The Health Center D. A. LTD. also noted that there was no contract provided that set out a fee scale or tax invoices showing that the fees were indeed paid. Finally, the respondent also noted that costs were awarded in the original decision and there was no justification to charge this twice.


The Commissioner reiterated that an applicant who overcomes an opposition is entitled to payment of legal costs. He did not consider that the amount of time spent was unreasonable for the amount of work done, nor did he consider that there was a difference between pro forma invoices and actual tax invoices.

The Commissioner did not find the minimum charges established by the Israel Bar were binding on attorneys, nor on the Patent Office when deciding fair costs.

Since costs of 7000 Shekels were awarded for a specific action in the original decision, the costs of 13,480 Shekels that were calculated for the same action at this stage was considered as double billing.  Furthermore, costs of 1440 Shekels for postponing the hearing were considered unnecessary since the opposer didn’t have a problem with this, so this fee was canceled.

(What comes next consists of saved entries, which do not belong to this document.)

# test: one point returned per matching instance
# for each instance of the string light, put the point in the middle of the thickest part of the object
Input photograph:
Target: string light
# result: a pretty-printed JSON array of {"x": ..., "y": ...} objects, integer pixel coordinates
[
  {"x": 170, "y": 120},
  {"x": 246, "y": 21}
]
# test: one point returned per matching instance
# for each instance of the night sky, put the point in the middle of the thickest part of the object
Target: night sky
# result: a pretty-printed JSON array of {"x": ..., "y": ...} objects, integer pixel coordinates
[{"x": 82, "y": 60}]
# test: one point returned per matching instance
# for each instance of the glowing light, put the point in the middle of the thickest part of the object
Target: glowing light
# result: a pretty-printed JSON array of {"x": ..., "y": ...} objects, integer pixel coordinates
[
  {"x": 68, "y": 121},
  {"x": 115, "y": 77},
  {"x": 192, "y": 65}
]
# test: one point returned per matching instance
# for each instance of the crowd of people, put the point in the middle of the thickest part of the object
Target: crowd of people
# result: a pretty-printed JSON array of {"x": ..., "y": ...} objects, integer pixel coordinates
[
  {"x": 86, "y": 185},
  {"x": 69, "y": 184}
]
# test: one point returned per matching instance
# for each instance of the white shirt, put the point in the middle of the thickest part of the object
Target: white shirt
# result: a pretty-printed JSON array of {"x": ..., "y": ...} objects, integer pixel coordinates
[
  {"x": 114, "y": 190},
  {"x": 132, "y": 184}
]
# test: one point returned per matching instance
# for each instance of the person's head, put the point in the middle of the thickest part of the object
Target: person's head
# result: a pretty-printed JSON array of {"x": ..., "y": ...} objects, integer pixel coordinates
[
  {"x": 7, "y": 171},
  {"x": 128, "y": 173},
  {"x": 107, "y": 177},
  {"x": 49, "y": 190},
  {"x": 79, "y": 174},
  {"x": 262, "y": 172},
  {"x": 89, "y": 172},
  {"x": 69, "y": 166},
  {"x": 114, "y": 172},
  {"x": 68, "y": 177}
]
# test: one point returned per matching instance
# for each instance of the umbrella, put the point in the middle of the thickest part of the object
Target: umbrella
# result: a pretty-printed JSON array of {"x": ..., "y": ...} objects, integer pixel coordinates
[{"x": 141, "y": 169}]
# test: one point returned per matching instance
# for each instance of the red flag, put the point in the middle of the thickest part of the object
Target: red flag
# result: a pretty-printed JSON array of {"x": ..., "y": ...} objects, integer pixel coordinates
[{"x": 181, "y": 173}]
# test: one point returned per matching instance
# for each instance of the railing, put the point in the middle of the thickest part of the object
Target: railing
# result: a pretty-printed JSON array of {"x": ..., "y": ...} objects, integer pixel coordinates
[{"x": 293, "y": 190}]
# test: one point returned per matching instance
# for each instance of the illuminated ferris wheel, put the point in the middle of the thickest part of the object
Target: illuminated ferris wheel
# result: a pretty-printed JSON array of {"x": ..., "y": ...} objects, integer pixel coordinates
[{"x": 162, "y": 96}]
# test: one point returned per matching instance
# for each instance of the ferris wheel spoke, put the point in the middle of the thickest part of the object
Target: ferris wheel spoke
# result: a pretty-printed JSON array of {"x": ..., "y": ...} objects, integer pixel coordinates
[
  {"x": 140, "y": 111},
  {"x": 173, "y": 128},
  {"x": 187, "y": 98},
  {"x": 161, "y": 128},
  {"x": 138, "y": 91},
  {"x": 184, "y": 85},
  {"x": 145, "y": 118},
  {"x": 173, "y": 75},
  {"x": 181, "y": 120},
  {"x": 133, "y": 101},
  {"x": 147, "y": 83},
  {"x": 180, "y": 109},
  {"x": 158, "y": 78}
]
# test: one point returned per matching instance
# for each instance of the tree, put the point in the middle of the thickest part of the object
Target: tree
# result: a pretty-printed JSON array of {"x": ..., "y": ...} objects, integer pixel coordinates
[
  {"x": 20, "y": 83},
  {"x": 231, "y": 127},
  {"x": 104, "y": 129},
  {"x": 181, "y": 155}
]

The Commissioner ruled that the remainder of 66, 400 Shekels (nearly $20,000) should be settled within 30 days, or the sum would be index linked and would accumulate interest.


The term visco-gel relates to material properties and is descriptive. I don’t believe that mark should have been allowed. The costs are high, but not unreasonably so.

Opposition Withdrawn, But Commissioner Continues Anyway

July 14, 2014

spraying device

Israel Patent 204070 to Reckit and Colman titled “SPRAYING DEVICE AND METHOD OF USING SAME” relates to a spray apparatus with a safety feature to check that it is not refilled by a third party. It was allowed, and published for opposition purposes on 28 February 2013. On 28 May 2013, Sano Bromium Factory LTD.  filed an opposition, claiming that all the claims were non-patentable due to novelty or obviousness considerations in light of WO 2005/113420 and WO 2005/009325. Furthermore, Sano-Bromium argued that the claims were poorly worded and unclear and lacked support from the specification.

Sano-Bromium subsequently withdrew their opposition on 24 December 2013, and the opposition file was closed. However, under Section 34 of the Patent Law, the Deputy Commissioner put herself in the shoes of the opposer and compared the claims with the two citations and reasoned that they were, indeed, unpatentable.

The Deputy Commissioner published a closely argued comparison between the claims and the two citations and provisionally refused the patent, giving the applicant 30 days to respond.


The purpose of Section 34 is to prevent patents issuing when they shouldn’t. The Deputy Commissioner is correct to analyze the grounds for opposition on their merits and to consider whether the opposition should continue even if the opposer loses interest.